Kytos estrasse la spada e si rivolse agli altri. «Tenetevi pronti.»
La marcia riprese nella desolazione di quelle lande. Con sollievo di tutti, il calore si diradò mano a mano che si allontanarono dall'arco vulcanico. Uno stridio acuto riverberò sopra le loro teste e Kytos fece roteare l'arma un paio di volte per scaldare il polso. Due grossi rettili alati volavano in circolo sopra alla compagnia, simili a una coppia di avvoltoi sul punto di planare sulla carcassa.
«Draghi» disse Lysandros.
I cavalieri si misero in allerta. Il corpo di Eve si irrigidì, mentre un lampo di collera cieca e paura le sfrecciava tra le pupille. Anche se non parlò, gli fu chiaro a cosa stesse pensando: se una di quelle creature aveva ucciso Beathan, nulla avrebbe impedito loro di ripetere l'orrore. Di prendersi un altro Vallevento o l'uomo che le era accanto. I nervi di Eve si tesero come corde d'arpa e spirali di vapori ghiacciati le aleggiarono attorno, sul punto di prendere forma.

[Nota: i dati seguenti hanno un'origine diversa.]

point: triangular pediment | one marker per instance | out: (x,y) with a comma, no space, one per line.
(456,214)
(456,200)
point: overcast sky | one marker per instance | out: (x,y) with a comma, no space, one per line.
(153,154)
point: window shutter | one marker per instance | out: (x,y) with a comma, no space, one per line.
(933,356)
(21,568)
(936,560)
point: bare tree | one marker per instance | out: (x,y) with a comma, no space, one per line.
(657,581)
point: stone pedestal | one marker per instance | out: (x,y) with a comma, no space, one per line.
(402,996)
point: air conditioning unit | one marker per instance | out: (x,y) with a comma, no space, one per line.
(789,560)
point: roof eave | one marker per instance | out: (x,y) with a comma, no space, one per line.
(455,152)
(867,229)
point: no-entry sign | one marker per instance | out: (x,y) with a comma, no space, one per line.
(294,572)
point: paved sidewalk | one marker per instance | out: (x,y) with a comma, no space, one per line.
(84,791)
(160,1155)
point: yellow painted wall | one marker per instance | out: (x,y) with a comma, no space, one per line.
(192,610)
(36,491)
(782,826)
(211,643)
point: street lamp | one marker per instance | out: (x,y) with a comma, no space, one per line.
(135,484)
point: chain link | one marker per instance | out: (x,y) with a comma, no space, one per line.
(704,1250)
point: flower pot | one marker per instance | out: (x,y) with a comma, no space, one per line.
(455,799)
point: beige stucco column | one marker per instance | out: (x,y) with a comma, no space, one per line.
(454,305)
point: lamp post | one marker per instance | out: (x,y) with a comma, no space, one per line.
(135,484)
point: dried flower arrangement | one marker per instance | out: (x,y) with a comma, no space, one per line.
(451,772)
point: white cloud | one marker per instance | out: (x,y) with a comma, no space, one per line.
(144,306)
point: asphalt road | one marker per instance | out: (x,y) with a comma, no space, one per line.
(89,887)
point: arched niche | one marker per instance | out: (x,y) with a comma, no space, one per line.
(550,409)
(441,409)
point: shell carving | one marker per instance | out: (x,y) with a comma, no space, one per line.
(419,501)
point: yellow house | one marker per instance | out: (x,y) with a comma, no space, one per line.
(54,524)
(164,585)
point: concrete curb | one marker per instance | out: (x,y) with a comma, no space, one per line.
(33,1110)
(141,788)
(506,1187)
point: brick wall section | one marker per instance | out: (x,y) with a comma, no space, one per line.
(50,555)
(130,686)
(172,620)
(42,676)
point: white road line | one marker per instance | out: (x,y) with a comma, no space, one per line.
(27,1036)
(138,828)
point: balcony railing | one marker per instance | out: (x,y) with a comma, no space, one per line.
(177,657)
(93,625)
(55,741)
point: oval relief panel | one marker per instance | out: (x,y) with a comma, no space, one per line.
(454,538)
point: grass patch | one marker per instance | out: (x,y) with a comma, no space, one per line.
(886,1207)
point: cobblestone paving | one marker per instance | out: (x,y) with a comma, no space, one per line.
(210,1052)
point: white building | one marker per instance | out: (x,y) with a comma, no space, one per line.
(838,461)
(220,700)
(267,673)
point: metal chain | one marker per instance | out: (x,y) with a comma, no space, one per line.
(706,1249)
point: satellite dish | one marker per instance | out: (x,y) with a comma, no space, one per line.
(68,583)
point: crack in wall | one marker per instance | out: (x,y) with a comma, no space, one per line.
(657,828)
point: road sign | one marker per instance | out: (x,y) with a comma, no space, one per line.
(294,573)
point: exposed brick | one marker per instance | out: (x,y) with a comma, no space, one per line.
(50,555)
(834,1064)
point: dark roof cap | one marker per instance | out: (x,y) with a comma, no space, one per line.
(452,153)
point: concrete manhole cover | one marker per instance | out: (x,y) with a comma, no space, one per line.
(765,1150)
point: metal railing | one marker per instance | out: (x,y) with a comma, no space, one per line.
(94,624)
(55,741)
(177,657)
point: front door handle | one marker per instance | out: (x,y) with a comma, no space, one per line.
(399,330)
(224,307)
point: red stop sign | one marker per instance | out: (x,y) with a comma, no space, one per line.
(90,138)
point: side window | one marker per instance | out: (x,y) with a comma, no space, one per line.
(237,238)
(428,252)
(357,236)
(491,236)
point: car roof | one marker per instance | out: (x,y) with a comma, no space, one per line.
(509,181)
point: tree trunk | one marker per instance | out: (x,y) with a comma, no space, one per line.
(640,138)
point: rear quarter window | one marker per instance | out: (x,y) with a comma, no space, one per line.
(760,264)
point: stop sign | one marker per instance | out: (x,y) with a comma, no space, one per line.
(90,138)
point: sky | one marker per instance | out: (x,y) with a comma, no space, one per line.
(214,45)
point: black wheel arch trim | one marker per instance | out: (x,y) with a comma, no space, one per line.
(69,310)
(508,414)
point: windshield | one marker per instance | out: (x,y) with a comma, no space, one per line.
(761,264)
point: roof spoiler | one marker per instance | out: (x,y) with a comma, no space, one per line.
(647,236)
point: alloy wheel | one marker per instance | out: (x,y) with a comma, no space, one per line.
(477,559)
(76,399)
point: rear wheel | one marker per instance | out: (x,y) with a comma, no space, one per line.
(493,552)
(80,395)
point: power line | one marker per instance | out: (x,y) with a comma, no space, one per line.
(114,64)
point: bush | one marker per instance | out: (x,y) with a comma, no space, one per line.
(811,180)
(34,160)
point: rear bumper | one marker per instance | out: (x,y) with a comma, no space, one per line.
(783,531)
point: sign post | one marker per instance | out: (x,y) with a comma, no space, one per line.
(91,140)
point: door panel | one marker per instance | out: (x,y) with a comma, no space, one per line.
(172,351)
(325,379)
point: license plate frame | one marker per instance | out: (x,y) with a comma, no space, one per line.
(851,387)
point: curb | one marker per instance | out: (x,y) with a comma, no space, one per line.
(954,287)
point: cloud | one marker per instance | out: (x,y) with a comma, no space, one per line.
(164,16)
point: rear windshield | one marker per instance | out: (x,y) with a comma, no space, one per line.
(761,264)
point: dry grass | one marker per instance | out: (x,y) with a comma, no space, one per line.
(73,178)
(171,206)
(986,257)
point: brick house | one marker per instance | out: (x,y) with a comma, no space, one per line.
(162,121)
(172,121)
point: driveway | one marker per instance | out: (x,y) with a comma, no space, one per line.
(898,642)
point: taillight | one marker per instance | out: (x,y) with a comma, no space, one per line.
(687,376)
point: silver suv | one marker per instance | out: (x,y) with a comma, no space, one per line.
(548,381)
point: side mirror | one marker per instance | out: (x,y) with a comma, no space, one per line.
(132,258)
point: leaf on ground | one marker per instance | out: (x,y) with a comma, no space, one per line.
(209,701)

«Sembrano innocui, per ora» scandì Kytos, senza tuttavia perderli di vista. «Ci stanno solo seguendo. Non provocateli.» E nel dirlo, osservò sua moglie.
Anche se Eve non ricambiò il contatto visivo, dovette percepirlo scottare sull'epidermide. Distolse lo sguardo, riluttante, e i vapori sfumarono nell'aria. «Arrostirò spiedini di drago un'altra volta» sbottò.
Il fascio di luce pulsante li condusse nei pressi di un sentiero di roccia, così stretto che dovettero procedere in fila indiana. La strada costeggiava sulla destra il muro naturale e dopo una mezz'ora iniziò a scendere. Avevano raggiunto il retro dell'altopiano basaltico da cui nascevano i giganti.
Una voragine immensa sprofondava nel suolo, fin nelle viscere della terra. Kytos non poté fare a meno di pensare che fosse stata creata dalla caduta di una meteora. E se costeggiava la parete sulla destra, sulla sinistra non c'era altro che vuoto. Avrebbero dovuto strisciare lungo i muri.
Hotys sospirò: «Se ne usciremo vivi, ricorderò questi due giorni come i più lunghi della mia vita».